I'll be interested in what you develop as I'd like much the same capability to automatically close a skylight rather than relying on a rain sensor.
Brisbane council runs a free service - https://www.brisbane.qld.gov.au/com...r-alerts/brisbane-early-warning-alert-service
That website mentions "push notifications", but doesn't say how to use them. That is the tech you want, see Server-sent events
Their notifications are mobile app notifications as they mention via the Weatherzone app. Email notifications could be useful from a serverside point of view. A bit more mucking about than just polling an api endpoint though.
Nah. If they had an SSE enabled endpoint, it's like 4 lines of code in python. I found an undocumented api being used by some apps on github.

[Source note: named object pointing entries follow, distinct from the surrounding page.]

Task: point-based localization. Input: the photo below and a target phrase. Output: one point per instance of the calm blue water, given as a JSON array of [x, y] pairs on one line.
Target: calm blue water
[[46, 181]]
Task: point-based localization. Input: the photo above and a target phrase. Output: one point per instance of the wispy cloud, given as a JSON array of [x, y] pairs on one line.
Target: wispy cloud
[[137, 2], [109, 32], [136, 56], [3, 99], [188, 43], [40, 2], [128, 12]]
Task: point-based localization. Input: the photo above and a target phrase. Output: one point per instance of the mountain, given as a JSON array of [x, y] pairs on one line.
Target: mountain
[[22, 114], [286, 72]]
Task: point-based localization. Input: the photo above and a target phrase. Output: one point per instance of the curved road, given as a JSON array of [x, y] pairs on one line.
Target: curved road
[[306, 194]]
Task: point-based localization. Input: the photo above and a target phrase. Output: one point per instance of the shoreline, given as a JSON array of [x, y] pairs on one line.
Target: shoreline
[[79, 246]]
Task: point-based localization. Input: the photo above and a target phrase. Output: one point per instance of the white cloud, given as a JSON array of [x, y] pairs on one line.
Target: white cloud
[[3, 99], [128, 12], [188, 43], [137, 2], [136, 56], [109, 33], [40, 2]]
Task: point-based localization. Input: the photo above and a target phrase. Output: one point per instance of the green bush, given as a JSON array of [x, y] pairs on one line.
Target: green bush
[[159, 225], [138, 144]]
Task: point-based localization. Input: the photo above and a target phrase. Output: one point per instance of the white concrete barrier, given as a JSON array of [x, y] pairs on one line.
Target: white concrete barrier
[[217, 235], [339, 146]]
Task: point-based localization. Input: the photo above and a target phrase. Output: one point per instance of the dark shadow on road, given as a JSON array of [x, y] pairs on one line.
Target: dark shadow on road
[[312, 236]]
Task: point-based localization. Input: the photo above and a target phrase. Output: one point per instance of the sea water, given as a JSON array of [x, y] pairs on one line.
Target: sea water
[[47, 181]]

Code: # You can do a search for a location with; https://api.weather.bom.gov.au/v1/locations?search=Per # Then say I want Perth Airport ID=qd66qf4, see it's info with ; https://api.weather.bom.gov.au/v1/locations/qd66qf4 # And it's current "observations" with; https://api.weather.bom.gov.au/v1/locations/qd66qf4/observations # And warnings probably come through; https://api.weather.bom.gov.au/v1/locations/qd66qf4/warnings Alternatively, they do have warnings RSS feed on the BOM that might be helpful: http://www.bom.gov.au/rss/?ref=ftr But looking at weatherzone, they do have a business orientated feature called Total Lightning Network that might be above and beyond any basic/free resources.
Wow thanks everyone (sorry have been ill the past few days, my health is shocking). I'm going to look at those APIs and the feed, I'm not yet skilled in python (usually try to mush things together in BASH scripting but it's probably out of scope for that).